"They had to man up and own their mistakes," says Eric Hirshberg, president and ad maker Deutsch LA. For GM and Chrysler, getting people to buy their cars is a marketing challenge for the ages.
Here's how five advertising gurus would go about, as they told Newsweek writer Matthew Phillips:
- Sell the cars, not the companies. The GM and Chrysler logos smack of failure, but some of the cars still have cachet. "Push Cadillac," says Crispin Porter + Bogusky's Chuck Porter. "Push minivans. Chrysler invented them."
- Stop sugarcoating.

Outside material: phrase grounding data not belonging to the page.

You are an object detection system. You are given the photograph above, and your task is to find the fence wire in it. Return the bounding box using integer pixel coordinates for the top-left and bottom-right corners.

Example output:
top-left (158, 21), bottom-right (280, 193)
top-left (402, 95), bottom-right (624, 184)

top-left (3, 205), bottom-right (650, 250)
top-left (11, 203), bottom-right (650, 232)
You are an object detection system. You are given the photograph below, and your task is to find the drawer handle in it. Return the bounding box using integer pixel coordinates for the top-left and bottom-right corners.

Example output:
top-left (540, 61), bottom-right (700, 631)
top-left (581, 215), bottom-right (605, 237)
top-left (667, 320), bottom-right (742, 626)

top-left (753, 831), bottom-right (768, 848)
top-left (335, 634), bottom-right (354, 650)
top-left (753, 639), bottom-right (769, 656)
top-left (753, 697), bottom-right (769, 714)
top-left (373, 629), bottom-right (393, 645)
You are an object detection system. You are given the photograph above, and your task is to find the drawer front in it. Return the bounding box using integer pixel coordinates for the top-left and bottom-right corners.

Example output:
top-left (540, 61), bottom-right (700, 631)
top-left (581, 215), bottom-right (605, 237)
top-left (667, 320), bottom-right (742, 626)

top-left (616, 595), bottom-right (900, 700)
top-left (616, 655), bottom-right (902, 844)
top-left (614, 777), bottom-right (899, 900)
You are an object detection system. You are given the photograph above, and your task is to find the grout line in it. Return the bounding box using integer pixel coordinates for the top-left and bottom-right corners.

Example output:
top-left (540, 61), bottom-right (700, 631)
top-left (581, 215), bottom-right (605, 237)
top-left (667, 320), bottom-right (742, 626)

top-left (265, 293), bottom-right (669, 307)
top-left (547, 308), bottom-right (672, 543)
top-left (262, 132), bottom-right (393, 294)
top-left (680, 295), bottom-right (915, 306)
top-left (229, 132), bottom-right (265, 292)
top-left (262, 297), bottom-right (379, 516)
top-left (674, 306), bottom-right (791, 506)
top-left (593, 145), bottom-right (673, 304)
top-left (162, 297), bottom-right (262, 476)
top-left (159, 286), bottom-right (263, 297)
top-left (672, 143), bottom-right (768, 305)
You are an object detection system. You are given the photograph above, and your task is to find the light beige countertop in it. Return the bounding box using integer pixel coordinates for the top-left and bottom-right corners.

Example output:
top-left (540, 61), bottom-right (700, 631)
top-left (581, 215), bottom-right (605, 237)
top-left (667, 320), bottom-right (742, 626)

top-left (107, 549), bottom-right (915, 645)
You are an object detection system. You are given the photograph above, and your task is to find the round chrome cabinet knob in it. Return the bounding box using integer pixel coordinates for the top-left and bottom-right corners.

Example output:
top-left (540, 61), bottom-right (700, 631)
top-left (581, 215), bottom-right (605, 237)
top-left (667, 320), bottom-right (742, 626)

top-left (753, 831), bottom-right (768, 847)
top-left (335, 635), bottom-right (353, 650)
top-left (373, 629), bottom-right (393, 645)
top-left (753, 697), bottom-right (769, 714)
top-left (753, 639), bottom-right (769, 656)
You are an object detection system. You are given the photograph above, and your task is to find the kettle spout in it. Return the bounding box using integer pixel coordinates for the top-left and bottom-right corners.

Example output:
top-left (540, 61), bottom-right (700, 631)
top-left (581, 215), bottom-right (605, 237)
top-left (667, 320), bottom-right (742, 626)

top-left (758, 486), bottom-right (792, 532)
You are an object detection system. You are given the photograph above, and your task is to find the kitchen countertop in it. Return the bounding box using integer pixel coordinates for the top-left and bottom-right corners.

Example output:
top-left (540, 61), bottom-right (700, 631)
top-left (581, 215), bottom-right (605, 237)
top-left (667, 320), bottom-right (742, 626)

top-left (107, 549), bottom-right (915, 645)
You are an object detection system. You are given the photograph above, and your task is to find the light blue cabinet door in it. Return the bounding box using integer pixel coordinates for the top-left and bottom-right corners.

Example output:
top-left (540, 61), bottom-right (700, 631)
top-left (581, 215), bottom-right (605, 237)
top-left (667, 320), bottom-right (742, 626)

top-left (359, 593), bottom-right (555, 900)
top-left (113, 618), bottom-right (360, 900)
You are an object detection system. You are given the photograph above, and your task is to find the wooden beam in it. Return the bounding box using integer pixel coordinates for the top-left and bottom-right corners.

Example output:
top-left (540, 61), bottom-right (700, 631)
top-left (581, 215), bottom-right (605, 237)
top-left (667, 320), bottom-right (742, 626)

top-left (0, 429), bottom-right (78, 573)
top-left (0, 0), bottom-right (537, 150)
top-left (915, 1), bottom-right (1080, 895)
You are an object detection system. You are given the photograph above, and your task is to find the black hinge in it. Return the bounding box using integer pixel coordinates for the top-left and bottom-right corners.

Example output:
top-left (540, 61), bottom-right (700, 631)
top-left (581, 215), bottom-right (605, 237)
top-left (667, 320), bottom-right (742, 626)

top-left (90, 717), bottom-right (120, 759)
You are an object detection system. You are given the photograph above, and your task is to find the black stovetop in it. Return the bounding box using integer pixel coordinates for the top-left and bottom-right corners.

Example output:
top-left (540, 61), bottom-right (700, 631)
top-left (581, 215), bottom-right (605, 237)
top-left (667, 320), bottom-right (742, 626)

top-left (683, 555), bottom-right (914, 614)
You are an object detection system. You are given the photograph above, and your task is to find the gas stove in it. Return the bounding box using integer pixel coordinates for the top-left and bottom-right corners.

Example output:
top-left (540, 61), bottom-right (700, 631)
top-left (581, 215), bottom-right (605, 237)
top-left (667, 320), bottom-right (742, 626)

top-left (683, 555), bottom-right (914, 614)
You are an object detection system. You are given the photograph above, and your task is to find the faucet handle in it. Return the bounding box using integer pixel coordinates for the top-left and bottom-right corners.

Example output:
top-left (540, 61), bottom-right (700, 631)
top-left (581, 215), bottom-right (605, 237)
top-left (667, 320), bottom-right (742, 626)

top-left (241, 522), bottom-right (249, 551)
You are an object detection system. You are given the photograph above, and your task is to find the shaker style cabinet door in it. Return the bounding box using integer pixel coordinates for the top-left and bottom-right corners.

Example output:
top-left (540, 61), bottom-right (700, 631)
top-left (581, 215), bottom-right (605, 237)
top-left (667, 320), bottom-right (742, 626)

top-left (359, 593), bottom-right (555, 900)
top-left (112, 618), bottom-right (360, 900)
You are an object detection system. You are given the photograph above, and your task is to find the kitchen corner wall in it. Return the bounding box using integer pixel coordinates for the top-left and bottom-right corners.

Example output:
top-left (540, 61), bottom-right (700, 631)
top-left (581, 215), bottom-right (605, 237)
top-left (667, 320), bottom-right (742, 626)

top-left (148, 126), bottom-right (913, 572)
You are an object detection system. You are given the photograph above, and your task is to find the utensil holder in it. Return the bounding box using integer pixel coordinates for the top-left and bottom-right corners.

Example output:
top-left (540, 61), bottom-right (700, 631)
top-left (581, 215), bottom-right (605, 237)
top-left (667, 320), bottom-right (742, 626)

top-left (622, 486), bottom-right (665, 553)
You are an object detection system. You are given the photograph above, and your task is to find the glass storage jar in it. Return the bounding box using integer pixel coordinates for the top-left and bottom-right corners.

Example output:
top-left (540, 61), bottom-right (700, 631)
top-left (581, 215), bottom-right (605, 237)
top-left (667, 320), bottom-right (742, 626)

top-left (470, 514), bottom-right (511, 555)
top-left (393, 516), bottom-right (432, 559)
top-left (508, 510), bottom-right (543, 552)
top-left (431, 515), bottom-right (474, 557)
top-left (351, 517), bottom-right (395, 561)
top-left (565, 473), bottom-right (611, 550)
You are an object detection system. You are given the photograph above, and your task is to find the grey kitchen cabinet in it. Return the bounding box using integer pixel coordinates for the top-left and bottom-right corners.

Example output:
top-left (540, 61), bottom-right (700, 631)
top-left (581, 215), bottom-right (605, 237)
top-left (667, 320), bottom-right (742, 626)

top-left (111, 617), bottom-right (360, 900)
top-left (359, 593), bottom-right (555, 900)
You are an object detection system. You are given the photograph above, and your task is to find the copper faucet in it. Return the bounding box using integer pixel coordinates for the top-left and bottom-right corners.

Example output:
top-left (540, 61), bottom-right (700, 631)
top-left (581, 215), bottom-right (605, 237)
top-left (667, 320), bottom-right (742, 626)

Prior to "Reinvention," GM ran a cringeworthy ad that said, "America needs a comeback. Let's put on our rally caps." Rally caps? "That's dangrous," says Euro RSCG's Andrew Bennett. "It evokes pity."
- Give us real people. If you take the misty-eyed approach, focus on people whom we'd actually root for. "Show me plants shutting down; let me hear the workers," says Element79 CCO Dennis Ryan. "That story's powerful."
- Embrace changing habits. Car ads don't get us into the dealer anymore, they make us feel good after we've left. "People seek the ads to justify the purchase," says Interbrand's David Martin. So remind us why we love your cars.
- Be the future. Automakers need to talk about next-wave strategies: building from the buyer's specs, no more one-car-fits-all. "What they're doing feels very 1970s, like gray-haired marketing," says Anne Bologna, CEO of Toy.